Working with models on Lentiq
Working with prediction models in Lentiq follows the same develop-train-serve design pattern. Moving through the stages requires different tools from Lentiq but generally a food understanding of working with models in a notebook will be enough.
Lentiq provides tools and mechanisms for handling all these stages of the model lifetime:
- Jupyter and Spark, and our Data Store for feature engineering and data discovery
- Workflows and the LambdaBook feature which allow a data scientist or data engineer to convert notebooks into Docker containers and run them as part of scheduled workflows.
- The Lentiq Model server which is a scalable, resilient, low latency model server based on MLeap.

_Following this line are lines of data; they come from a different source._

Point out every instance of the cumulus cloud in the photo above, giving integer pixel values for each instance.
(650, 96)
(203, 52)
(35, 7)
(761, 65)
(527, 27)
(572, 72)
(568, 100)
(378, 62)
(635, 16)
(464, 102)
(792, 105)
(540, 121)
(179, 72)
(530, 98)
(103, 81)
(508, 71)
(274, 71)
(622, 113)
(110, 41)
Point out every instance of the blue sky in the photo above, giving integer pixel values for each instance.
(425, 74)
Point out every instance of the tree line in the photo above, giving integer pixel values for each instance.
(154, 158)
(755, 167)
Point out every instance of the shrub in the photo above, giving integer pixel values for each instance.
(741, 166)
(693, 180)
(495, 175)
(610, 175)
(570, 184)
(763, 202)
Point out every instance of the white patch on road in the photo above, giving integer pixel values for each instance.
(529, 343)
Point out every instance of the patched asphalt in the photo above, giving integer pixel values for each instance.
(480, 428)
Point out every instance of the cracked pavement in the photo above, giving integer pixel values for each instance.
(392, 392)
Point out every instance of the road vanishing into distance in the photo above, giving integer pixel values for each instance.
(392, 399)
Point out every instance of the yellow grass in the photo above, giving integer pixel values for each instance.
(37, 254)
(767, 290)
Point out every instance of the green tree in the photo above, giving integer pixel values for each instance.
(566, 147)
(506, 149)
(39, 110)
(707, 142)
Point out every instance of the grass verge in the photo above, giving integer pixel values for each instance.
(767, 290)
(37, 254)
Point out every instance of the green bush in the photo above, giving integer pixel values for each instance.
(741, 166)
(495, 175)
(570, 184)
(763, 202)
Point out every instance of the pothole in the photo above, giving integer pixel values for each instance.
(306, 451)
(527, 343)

Model serving is a mechanism for exposing a prediction (a.k.a inference) API to applications inside or outside of the data lake.
Model development
Typically model development happens in a notebook on offline data, typically a sample of a production data. During this phase a number of algorithms are tested and various features are "engineered" to improve a model's prediction accuracy.

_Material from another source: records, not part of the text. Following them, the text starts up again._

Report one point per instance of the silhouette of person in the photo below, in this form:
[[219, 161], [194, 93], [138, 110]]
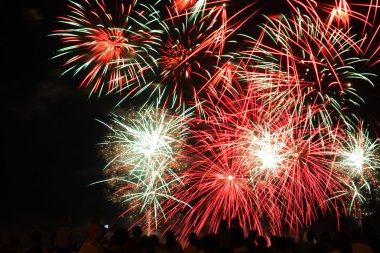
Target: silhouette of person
[[93, 242], [133, 242]]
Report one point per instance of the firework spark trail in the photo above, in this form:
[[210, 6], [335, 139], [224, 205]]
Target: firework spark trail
[[274, 142], [282, 165], [319, 65], [145, 156], [113, 51]]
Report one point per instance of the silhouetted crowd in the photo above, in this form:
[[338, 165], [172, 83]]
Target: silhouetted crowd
[[230, 238]]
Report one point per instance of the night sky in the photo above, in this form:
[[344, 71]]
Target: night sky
[[48, 128]]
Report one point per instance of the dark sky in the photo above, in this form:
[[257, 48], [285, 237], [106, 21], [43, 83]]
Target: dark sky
[[49, 133]]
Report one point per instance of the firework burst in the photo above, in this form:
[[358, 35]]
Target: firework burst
[[110, 51], [145, 156]]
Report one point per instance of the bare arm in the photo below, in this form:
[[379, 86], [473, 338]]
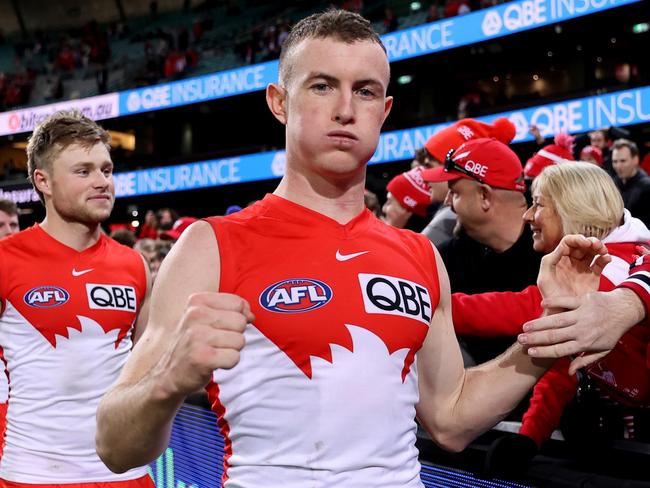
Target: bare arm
[[192, 331], [589, 321], [456, 405], [592, 324]]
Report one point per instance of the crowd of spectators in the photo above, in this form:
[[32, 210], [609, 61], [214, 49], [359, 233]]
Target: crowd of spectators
[[170, 51], [492, 253]]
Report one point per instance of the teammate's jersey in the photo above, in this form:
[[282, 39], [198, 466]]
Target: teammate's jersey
[[325, 392], [65, 333]]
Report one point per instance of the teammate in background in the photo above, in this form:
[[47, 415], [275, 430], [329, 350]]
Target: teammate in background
[[70, 300], [8, 218], [304, 314]]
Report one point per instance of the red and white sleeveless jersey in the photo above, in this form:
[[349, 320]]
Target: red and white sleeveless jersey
[[325, 391], [65, 332]]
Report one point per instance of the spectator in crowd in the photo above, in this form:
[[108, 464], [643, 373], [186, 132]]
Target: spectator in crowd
[[593, 323], [149, 228], [442, 225], [8, 218], [232, 209], [493, 250], [592, 154], [407, 201], [319, 206], [603, 139], [166, 218], [567, 199], [632, 181], [423, 159], [558, 153], [486, 191]]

In this phase the data scientist would try Logistic Regression, Random Forest, Neural Networks etc. After selecting an algorithm a further hyper-parameter optimization takes place to further tune the algorithm.
A notebook must first be "published" before it can be converted into a Reusable Code Block.
Model training
This training typically happens on production data, typically renewed as new data flows into the data pool. This is where our LambdaBook feature (our ability to convert notebooks into Reusable Code Blocks) comes in handy.
- Working with Workflows
- Creating a Reusable code block based on a Notebook (LambdaBook)
- Creating a Reusable code block based on a Docker Image
Model serving
Our Lentiq Model Server will "serve" models which means to expose an "inference" API.